No one has an official explanation for them, but I think they're the body's way of compartmentalizing bad stuff (how do you like that for scientific). For instance, Vida's first started when she was given a phlegm clearing herbal blend ("Max's Formula") two years ago. It was as if the body was asked to move the phlegm, and not being able to get it out of the body, set up a spot to store it.
Well, with the possibility of a puppy coming into the home, that bubble was looking like a big target for tiny shark teeth, so I made an appointment with the surgeon I had a consult with last spring, Holly Mullen.

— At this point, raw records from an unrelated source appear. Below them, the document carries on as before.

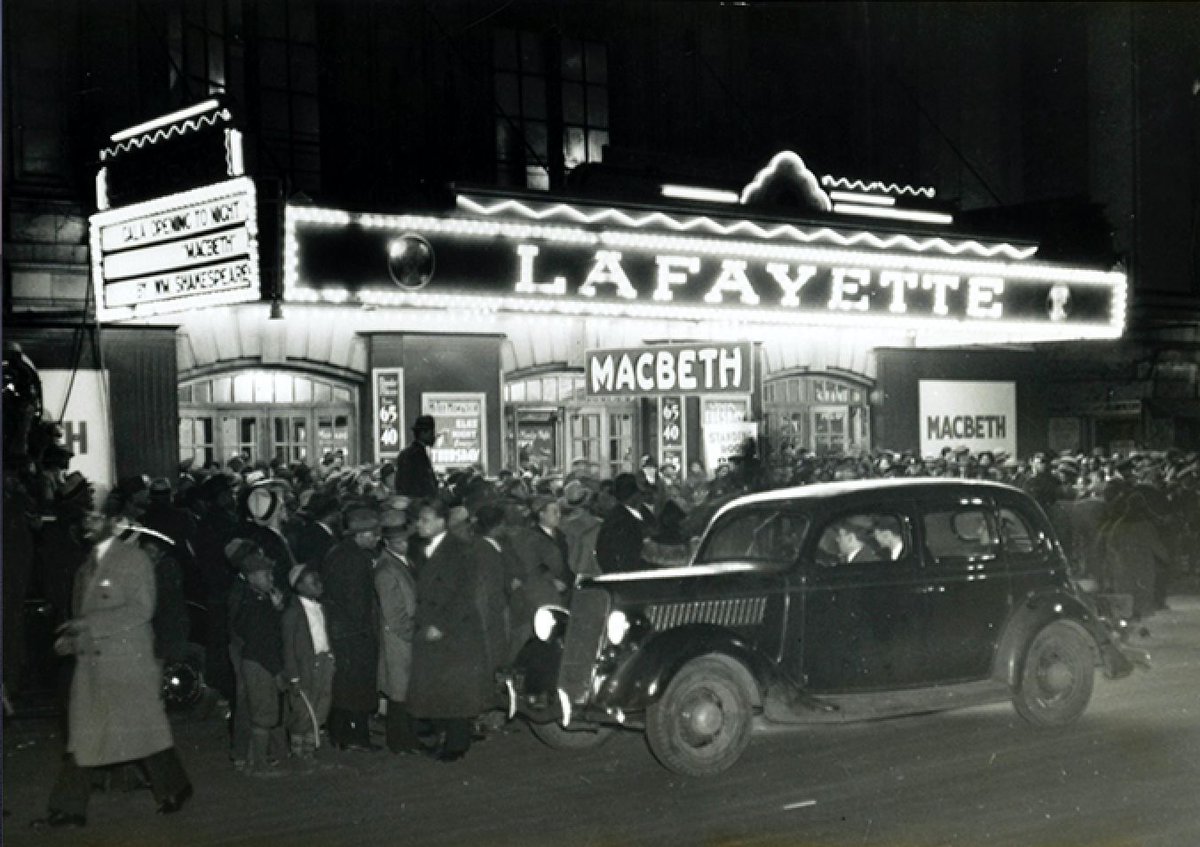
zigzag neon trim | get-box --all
[100,109,230,161]
[821,174,936,199]
[457,196,1037,259]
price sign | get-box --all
[371,367,404,462]
[659,395,688,471]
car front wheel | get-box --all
[646,656,752,776]
[1013,621,1096,726]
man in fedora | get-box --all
[558,480,604,577]
[320,507,379,750]
[396,415,438,499]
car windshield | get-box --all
[692,505,809,567]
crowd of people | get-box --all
[5,416,1200,825]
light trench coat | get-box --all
[374,549,416,703]
[67,539,174,768]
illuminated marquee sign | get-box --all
[284,201,1126,340]
[91,178,259,320]
[584,342,754,397]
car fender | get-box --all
[992,589,1103,686]
[596,624,776,711]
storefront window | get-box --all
[504,371,637,476]
[179,370,356,464]
[763,374,870,461]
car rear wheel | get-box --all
[1013,621,1096,726]
[529,722,612,750]
[646,656,752,776]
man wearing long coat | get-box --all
[408,500,492,762]
[596,474,647,573]
[46,503,192,827]
[374,509,419,753]
[320,509,379,750]
[396,415,438,499]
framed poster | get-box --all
[371,367,404,464]
[421,391,487,474]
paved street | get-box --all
[4,596,1200,847]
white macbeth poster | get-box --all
[38,370,113,494]
[919,379,1016,456]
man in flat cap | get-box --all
[320,507,379,750]
[396,415,438,499]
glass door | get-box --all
[812,406,850,456]
[271,414,312,464]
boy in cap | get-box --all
[282,565,334,761]
[232,549,283,776]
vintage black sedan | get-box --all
[502,479,1147,776]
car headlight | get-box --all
[605,609,629,644]
[533,606,564,641]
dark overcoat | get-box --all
[320,537,379,711]
[408,533,492,719]
[596,505,646,573]
[374,548,416,703]
[396,440,438,499]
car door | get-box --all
[917,492,1012,681]
[788,504,929,692]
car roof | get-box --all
[713,476,1020,519]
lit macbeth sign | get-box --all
[284,201,1126,340]
[586,342,754,397]
[91,178,259,320]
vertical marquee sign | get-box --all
[421,392,487,473]
[91,176,259,320]
[371,367,404,462]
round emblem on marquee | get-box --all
[1046,282,1070,320]
[388,233,437,292]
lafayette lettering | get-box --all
[925,415,1008,440]
[514,244,1004,320]
[589,347,749,395]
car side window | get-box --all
[816,511,912,566]
[1000,506,1040,554]
[923,506,997,561]
[696,509,808,565]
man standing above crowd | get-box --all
[596,474,647,573]
[396,415,438,499]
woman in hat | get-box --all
[320,509,379,750]
[38,499,192,828]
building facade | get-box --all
[4,0,1200,489]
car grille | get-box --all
[646,597,767,630]
[558,588,608,703]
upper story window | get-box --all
[168,0,245,103]
[492,30,608,191]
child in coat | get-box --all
[283,565,334,761]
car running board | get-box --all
[763,679,1012,723]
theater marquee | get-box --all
[91,178,259,320]
[284,198,1126,342]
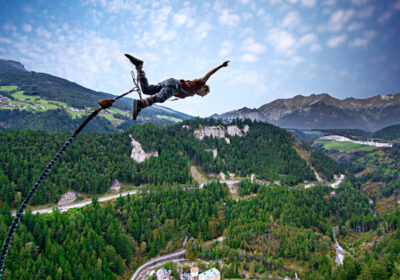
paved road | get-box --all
[131,249,186,280]
[304,174,345,189]
[13,190,138,215]
[131,236,225,280]
[12,180,239,216]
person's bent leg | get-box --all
[140,87,177,108]
[137,67,162,95]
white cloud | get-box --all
[172,7,195,28]
[326,9,355,31]
[266,28,296,55]
[301,0,317,7]
[350,30,376,48]
[351,0,368,6]
[326,35,347,48]
[347,22,363,31]
[298,33,322,52]
[282,11,301,28]
[358,6,375,18]
[3,22,17,32]
[322,0,336,6]
[239,53,257,63]
[243,38,265,54]
[219,41,233,57]
[0,37,12,44]
[393,0,400,11]
[195,21,211,41]
[219,9,240,26]
[22,24,32,33]
[378,11,393,24]
[241,11,253,21]
[36,27,51,39]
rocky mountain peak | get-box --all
[213,93,400,131]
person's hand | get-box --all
[221,60,230,67]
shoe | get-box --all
[132,99,142,120]
[125,53,143,68]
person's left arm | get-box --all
[200,61,230,83]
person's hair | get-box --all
[196,85,210,97]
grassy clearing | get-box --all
[108,108,129,116]
[315,139,377,153]
[156,115,182,122]
[190,166,208,184]
[0,86,18,91]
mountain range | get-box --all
[212,93,400,131]
[0,59,191,132]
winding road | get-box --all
[12,190,139,216]
[131,249,186,280]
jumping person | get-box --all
[125,54,229,120]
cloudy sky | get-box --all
[0,0,400,116]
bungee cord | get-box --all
[0,77,142,280]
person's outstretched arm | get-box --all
[201,61,230,83]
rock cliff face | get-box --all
[213,93,400,131]
[194,125,249,144]
[129,135,158,163]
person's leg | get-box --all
[140,78,179,108]
[137,67,162,95]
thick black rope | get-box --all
[0,88,136,280]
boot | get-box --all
[132,99,142,120]
[125,53,143,68]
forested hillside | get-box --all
[0,119,314,207]
[0,59,191,132]
[0,182,400,279]
[0,119,400,280]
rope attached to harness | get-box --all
[0,86,141,280]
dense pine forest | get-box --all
[0,119,400,280]
[0,119,314,207]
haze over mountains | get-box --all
[0,59,191,132]
[212,93,400,131]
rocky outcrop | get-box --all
[212,93,400,131]
[206,149,218,159]
[129,135,158,163]
[58,191,78,207]
[110,179,121,192]
[194,125,250,144]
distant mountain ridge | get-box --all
[0,59,191,132]
[0,59,27,74]
[212,93,400,131]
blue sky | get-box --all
[0,0,400,116]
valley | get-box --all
[0,120,397,279]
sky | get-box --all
[0,0,400,117]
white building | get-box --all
[156,268,171,280]
[199,268,221,280]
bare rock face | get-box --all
[194,125,249,144]
[194,126,225,140]
[212,93,400,131]
[110,179,121,192]
[58,191,78,207]
[206,149,218,159]
[129,135,158,163]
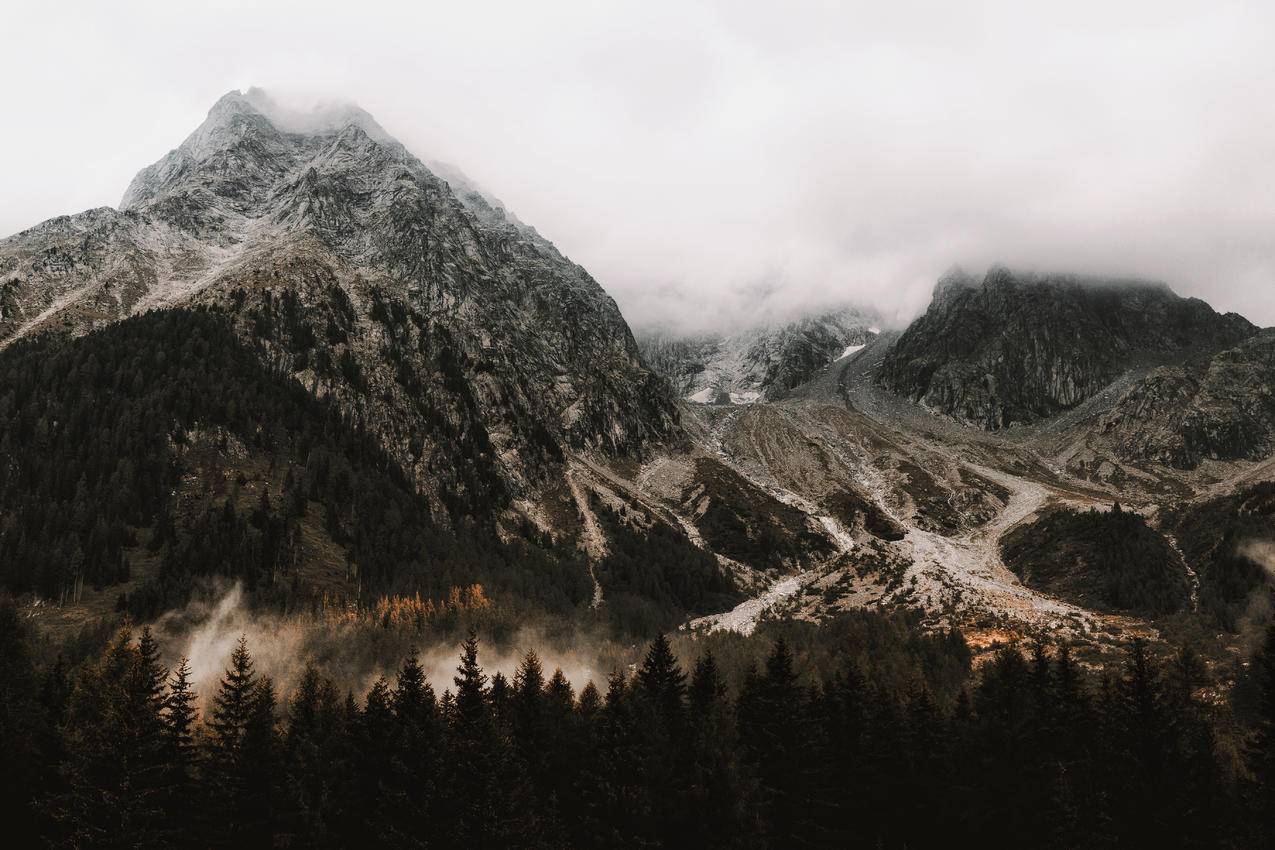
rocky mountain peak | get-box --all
[639,307,880,404]
[878,266,1256,429]
[0,89,677,512]
[931,265,978,309]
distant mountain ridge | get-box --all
[877,266,1257,431]
[638,307,880,404]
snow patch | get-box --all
[836,344,867,361]
[686,386,714,404]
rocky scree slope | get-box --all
[0,89,678,511]
[877,266,1257,431]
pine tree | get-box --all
[1248,624,1275,836]
[208,636,256,770]
[163,658,199,808]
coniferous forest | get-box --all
[7,604,1275,847]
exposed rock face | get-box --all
[878,268,1256,429]
[639,307,878,404]
[0,89,677,509]
[1102,329,1275,469]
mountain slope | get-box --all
[0,89,677,511]
[1102,330,1275,469]
[639,307,878,404]
[877,268,1256,429]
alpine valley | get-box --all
[7,89,1275,846]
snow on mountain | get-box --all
[0,89,677,502]
[639,307,880,404]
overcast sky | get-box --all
[0,0,1275,326]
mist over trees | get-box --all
[0,603,1275,847]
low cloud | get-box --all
[0,0,1275,329]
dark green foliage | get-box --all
[1167,482,1275,631]
[593,501,741,635]
[0,619,1275,850]
[1001,505,1191,616]
[686,457,831,570]
[0,305,592,616]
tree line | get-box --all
[0,605,1275,847]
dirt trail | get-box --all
[566,465,607,608]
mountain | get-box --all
[0,89,1275,652]
[878,268,1257,429]
[0,89,677,512]
[1102,329,1275,469]
[638,307,880,404]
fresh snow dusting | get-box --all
[686,386,715,404]
[836,344,867,361]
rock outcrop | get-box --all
[0,89,678,512]
[1100,329,1275,469]
[639,307,880,404]
[877,268,1256,429]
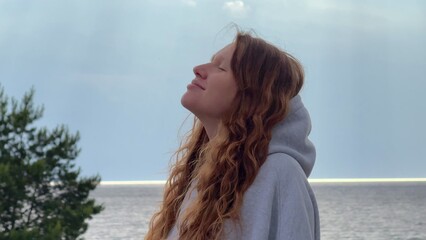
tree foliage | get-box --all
[0,85,103,240]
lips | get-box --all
[191,79,206,90]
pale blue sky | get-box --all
[0,0,426,180]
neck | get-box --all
[200,118,220,140]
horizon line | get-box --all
[100,178,426,185]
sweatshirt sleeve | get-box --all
[225,153,319,240]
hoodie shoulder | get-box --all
[268,95,316,177]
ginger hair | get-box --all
[145,31,304,240]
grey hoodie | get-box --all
[168,95,320,240]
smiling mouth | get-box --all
[191,81,206,90]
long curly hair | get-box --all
[145,31,304,240]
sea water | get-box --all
[84,182,426,240]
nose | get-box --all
[193,65,207,79]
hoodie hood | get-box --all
[268,95,316,177]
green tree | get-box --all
[0,85,103,240]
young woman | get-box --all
[145,32,320,240]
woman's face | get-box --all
[181,43,238,121]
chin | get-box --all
[180,92,194,112]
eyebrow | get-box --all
[210,54,223,62]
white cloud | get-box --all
[182,0,197,7]
[223,0,250,17]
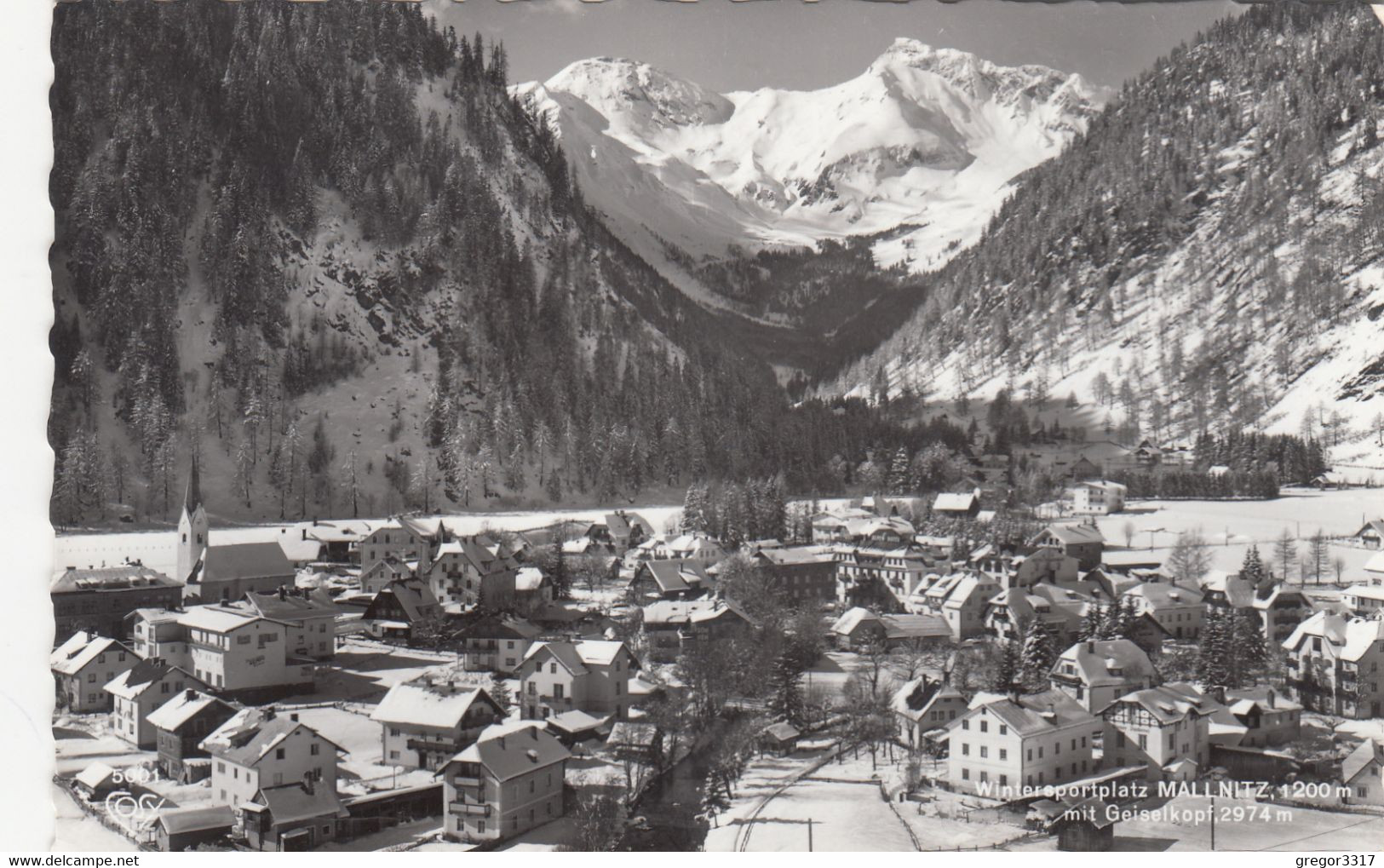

She agreed that draining it usually doesn't last, so going ahead with a removal made more sense, so Vida went right in to surgery yesterday. She was sooo good in the office and during the exam, nervous but calm, a real champ.
I, on the other hand, had to deal with the sticker shock of the price. The corporation, VCA that runs this vet hospital runs more and more around the country, making it hard to avoid them. They take over and the prices invariably go up. I have to say, too, that staffing oversight could use improving. The surgical techs that work directly with Dr. Mullen are good, but the rest of the staff seemed to really vary in professionalism. I contrast this with CVA in Carlsbad where professionalism seems highly regarded at all levels. When I see tiny fake grass pee areas for dog clients to use (gross enough...) being used as smoking hangouts for staff on their breaks I really don't feel confident (just one example...).
I spent a few hours wandering around San Diego before going back to wait, getting her out at 4pm to take home with instructions, tramadol, a free sherpa mat (I'll be donating that, I have plenty), and a "certificate of bravery" with Vida's picture that I really didn't need since I don't have kids. Gifty things can be nice, but in contrast to my negative impressions (oh yeah, nails clipped too far back done without permission, another one) they become annoying. I wish Dr. Mullen worked somewhere else, that's all.
So what did I do when we got home? (Vida high on morphine, a little glassy eyed)
So far she's leaving it alone, it's all lookin' good.